🤖 AI Summary
Existing instruction-conditioned reinforcement learning methods often overlook the sequential dependencies inherent in natural language instructions, leading to poor sample efficiency. This work proposes HRLLI, a novel framework that introduces a “selection–execution” paradigm through a hierarchical reinforcement learning architecture. HRLLI decomposes language instructions into semantic segments and employs a high-level policy to dynamically select the most relevant segment based on the current state, thereby guiding a low-level policy to execute actions. This adaptive alignment between linguistic guidance and decision-making stages enables more efficient policy learning. Evaluated on the RTFM benchmark, HRLLI significantly outperforms existing approaches, demonstrating that explicitly modeling the dynamic selection of instruction segments is crucial for improving decision efficiency in language-guided reinforcement learning.
📝 Abstract
Reinforcement Learning (RL) has been widely applied to sequential decision-making, yet it often suffers from poor sample efficiency due to costly interactions with the environment. A limited line of recent work has started exploring improving RL efficiency by leveraging external knowledge expressed in natural-language instructions.
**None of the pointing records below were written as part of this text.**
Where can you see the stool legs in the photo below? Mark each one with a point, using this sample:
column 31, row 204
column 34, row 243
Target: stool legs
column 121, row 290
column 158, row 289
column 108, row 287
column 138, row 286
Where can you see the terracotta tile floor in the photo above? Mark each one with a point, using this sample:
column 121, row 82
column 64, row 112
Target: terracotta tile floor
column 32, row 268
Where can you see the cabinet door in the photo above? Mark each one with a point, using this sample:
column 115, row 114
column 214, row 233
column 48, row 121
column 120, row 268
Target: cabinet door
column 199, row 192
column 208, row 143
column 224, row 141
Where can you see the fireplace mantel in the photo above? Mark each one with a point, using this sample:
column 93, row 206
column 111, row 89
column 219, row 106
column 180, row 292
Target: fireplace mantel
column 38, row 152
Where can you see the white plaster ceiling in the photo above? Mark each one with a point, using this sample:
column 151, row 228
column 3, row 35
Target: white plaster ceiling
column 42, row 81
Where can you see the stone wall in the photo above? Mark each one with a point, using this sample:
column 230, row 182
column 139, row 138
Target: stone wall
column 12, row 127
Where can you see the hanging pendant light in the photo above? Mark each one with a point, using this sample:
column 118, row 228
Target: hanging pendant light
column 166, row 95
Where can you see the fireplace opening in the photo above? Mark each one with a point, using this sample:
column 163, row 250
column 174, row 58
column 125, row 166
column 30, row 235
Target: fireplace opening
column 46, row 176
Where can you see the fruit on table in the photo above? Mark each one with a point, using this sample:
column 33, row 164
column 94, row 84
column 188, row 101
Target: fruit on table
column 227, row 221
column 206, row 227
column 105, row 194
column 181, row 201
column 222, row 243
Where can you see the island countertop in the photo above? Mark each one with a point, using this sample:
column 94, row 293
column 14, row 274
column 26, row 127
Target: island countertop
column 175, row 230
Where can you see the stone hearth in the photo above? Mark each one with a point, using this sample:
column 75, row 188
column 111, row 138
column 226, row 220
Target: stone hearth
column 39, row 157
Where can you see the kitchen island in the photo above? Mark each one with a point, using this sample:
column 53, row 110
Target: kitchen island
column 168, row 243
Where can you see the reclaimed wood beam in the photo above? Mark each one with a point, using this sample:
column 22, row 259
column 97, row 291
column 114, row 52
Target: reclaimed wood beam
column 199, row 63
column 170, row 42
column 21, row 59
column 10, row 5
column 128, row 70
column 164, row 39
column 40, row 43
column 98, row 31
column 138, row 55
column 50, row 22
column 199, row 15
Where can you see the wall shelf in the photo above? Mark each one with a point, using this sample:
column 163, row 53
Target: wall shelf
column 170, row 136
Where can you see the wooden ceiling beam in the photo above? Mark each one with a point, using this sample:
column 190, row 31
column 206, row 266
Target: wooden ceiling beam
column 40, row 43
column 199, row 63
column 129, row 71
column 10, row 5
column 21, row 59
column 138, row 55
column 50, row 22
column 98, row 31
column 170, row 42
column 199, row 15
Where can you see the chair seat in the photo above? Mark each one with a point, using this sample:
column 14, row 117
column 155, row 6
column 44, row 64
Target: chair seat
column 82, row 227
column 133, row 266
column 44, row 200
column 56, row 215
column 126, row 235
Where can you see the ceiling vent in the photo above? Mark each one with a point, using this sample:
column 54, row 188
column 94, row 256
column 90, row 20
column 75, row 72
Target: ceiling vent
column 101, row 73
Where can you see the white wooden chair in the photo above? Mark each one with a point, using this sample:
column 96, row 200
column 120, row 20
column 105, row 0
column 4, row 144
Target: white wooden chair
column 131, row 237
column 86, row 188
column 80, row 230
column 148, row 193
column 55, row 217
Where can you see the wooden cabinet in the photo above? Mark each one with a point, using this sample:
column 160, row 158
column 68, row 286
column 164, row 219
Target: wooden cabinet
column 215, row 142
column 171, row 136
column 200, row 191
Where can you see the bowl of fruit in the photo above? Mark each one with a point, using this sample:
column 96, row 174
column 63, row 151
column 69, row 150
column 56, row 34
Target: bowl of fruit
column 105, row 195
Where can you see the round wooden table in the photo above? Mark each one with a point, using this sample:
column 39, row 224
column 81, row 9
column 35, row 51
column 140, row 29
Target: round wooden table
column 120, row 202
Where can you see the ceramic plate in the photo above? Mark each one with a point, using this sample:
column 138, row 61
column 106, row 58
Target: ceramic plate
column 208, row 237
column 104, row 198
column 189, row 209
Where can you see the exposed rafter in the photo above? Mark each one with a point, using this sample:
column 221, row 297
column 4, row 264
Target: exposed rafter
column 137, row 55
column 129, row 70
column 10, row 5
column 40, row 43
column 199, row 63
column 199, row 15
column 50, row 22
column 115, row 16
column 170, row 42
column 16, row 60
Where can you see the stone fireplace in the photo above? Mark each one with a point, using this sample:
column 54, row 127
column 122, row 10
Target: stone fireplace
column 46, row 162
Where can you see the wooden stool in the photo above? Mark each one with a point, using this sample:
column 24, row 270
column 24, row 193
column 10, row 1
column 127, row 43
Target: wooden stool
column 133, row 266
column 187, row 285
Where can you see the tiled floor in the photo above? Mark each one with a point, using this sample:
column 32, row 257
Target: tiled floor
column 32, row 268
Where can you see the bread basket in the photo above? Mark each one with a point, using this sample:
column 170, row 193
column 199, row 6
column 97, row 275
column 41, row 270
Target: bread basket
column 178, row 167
However, the few existing approaches typically treat the entire instruction as a single conditioning input, failing to account for the stage-dependent nature of language guidance, especially in complex environments. In this paper, we propose \emph{Hierarchical Reinforcement Learning with Language Instructions (HRLLI)}, a hierarchical RL framework that explicitly models natural-language instructions as dynamically selectable semantic guidance during decision-making. HRLLI decomposes instructions into a set of piecewise guidance elements, where each instruction piece may become relevant at different stages of interaction with the environment. A novel hierarchical RL policy structure is then formulated in a \emph{Select-to-Act} paradigm: a high-level semantic policy acts as a guidance selector that selects the most relevant instruction piece to the current state to guide the low-level agent's decision, while a low-level policy executes environment actions conditioned on the selected guidance. The two-level policies are learned simultaneously to maximize augmented expected returns from interactions with the environment. This design enables the agent to adaptively ground language instructions into stage-specific decisions during interaction. Experiments on the instruction-intensive RTFM benchmark show that HRLLI consistently outperforms strong instruction-conditioned RL baselines, demonstrating that explicitly modeling adaptive instruction selection significantly improves the effectiveness of RL.